The intrinsic \(\alpha \) activity of the CLYC crystals was measured, obtaining a factor of three difference between them. An unfolding procedure was used to identify and quantify the \(\alpha \)-emitters and their specific activities for each detector.

Based on these unfolded \(\alpha \) activities, the expected \(\gamma \) activities from the U and Th chains were simulated and compared with measurements inside Pb shieldings. The results showed a much higher \(\gamma \)-ray background, indicating that there are far more significant contributions. Simulations suggest \(^{137}\)Cs and \(^{40}\)K may be present in the crystal, and that the aluminum housings, as well as the photo-multiplier, also represent important sources for the \(\gamma \) activity.

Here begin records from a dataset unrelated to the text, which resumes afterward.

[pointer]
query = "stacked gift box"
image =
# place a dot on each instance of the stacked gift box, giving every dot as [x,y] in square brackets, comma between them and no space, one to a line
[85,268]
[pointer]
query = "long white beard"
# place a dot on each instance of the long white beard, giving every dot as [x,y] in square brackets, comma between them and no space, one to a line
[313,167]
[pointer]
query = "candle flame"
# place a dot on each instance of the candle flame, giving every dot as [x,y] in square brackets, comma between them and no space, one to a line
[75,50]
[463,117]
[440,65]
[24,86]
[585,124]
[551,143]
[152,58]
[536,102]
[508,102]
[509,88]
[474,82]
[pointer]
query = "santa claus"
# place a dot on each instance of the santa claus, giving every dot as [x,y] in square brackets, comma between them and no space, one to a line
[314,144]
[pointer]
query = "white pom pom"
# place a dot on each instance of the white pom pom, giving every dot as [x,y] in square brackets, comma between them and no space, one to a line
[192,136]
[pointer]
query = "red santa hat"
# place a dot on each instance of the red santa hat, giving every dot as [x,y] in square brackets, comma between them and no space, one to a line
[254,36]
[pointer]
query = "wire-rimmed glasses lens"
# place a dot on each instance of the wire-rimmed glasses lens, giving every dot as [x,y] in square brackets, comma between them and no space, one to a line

Despite the low CLYC intrinsic background, the neutron region of interest is masked by the overlapping \(\alpha \) signals. This imposes a limit on the effectiveness of CLYCs as neutron detectors in low background conditions. Despite that, it was possible to measure the thermal neutron background at the Laboratorio Subterráneo de Canfranc thanks to a novel neutron/\(\alpha \) discrimination procedure applied to CLYC-1 and a background subtraction applied to CLYC-2. The values obtained with the two CLYCs are in agreement and reproduce the previous result obtained with \(^3\)He counters, thus assessing the robustness of the analysis methods applied and the correctness of the thermal neutron flux calculated.

Since the two CLYCs used in this work were not specifically built for underground measurements, their characteristics may potentially be improve, by using more radiopure materials for the crystals, detector housing, reflector, optical windows and photomultipliers.